GPU vertex dispatch for MultiDrawIndirect and/or Instanced draw calls

Dark_Photon · August 17, 2019, 3:45am

For others that hit this MDI “small draws” inefficiency and find themselves researching, I thought I’d add some other references to it that I’ve found, along with some past solutions.

It’s been out there for quite a few years, and I just hadn’t tuned into it before.

2017-11:

Multidraw/ExecuteIndirect have their upsides and downsides. Most GPUs can pack together multiple instances (DrawInstanced) in a single vertex shader wave/warp, but can’t pack together multiple draws. Multidraw thus isn’t any more efficient to the GPU as submitting multiple real draws (with identical state), but the limitation is that you can’t change state between these draws. Nvidia introduced a new multidraw extension recently for Vulkan that allows changing state and bindings between draw calls: https://developer.nvidia.com/device-generated-commands-vulkan.

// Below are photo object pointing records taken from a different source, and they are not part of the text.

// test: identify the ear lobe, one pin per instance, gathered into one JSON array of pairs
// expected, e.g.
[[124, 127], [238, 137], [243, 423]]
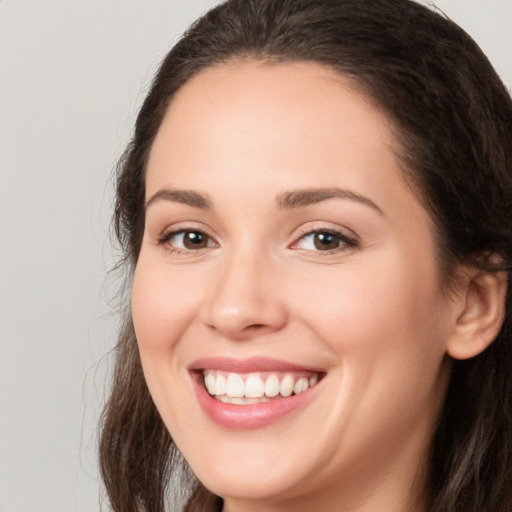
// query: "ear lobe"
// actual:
[[482, 314]]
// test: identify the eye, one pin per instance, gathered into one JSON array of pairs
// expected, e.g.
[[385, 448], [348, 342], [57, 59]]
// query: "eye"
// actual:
[[324, 240], [185, 239]]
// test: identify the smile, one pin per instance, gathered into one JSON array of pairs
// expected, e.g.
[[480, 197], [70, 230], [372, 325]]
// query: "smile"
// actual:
[[259, 387], [252, 393]]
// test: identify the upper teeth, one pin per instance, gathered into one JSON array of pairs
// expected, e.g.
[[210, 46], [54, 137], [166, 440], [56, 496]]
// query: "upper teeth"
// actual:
[[256, 385]]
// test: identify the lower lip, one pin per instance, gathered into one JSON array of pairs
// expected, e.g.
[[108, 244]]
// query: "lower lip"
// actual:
[[249, 416]]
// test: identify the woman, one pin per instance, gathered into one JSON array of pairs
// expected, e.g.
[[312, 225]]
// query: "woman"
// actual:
[[316, 210]]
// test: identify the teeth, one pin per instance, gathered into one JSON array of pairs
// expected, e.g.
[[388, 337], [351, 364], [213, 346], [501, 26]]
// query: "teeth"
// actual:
[[231, 387], [235, 386], [254, 387], [286, 387], [272, 386], [220, 385]]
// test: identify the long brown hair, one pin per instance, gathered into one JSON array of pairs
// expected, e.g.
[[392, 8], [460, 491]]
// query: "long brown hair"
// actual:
[[453, 119]]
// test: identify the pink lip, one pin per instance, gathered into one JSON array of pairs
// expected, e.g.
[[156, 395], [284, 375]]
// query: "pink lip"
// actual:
[[252, 416], [254, 364]]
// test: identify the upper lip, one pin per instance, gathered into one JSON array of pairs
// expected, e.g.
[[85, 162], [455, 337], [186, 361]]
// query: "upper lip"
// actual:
[[248, 365]]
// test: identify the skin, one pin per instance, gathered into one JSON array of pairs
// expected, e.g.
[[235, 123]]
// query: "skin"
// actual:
[[373, 315]]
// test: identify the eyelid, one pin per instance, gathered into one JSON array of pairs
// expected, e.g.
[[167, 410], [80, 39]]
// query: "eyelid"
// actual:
[[348, 238], [164, 236]]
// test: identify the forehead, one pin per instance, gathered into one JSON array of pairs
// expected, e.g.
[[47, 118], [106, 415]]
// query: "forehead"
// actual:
[[259, 112]]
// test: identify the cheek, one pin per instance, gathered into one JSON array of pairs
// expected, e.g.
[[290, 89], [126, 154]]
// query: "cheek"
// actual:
[[385, 310], [163, 305]]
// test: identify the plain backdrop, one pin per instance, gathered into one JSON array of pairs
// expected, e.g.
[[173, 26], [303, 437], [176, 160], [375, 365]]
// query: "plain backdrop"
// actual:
[[72, 75]]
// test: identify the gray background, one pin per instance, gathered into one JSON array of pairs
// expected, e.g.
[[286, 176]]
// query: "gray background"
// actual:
[[72, 74]]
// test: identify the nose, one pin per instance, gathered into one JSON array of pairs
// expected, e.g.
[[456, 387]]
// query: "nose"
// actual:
[[245, 300]]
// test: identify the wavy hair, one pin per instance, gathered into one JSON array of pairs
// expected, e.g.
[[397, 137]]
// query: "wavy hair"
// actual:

Of course there are many way to implement multidraw-style rendering without actually using multidraw. This is one of them: LINK

Our Siggraph presentation presented one other way (strip clustering). If you need to select between these two, select the one described in the B3D thread. Strip clustering isn’t very good (especially on older AMD GPUs).

If you have multidraw, I would use a hybrid tech with compute shader written 16 bit indices (saves 50% of index read & write bandwidth). Pack a small amount of clusters to each draw to avoid overloading CP + avoid partial wave problems.

2016-03:

https://frostbite-wp-prd.s3.amazonaws.com/wp-content/uploads/2016/03/29204330/GDC_2016_Compute.pdf

2016-02:

Disclaimer: I am mainly talking about how (old and new) AMD GPUs work. Nvidia and Intel GPUs work similarly. …

GPUs do not pack multiple draw calls to the same wave. The same is true for MultiDraw (or ExecuteIndirect). These are also counted as multiple draws. If the draws are small, there will be partially empty waves.

Instanced draw (DrawInstanced) will count as a single draw. The GPU will pack vertex shader invocations of multiple instances to the same wave (and the same is true for pixel shaders and other shader stages). …

I remember a OpenGL 4.3 AZDO (multidraw) benchmark comparing multiple AMD, Nvidia and Intel GPUs … IIRC, AMD performance started to plummet when draws were less than 300 triangles each. Nvidia’s performance plummeted in draws less than 100 triangles. … ( The minimum number of triangles per draw call )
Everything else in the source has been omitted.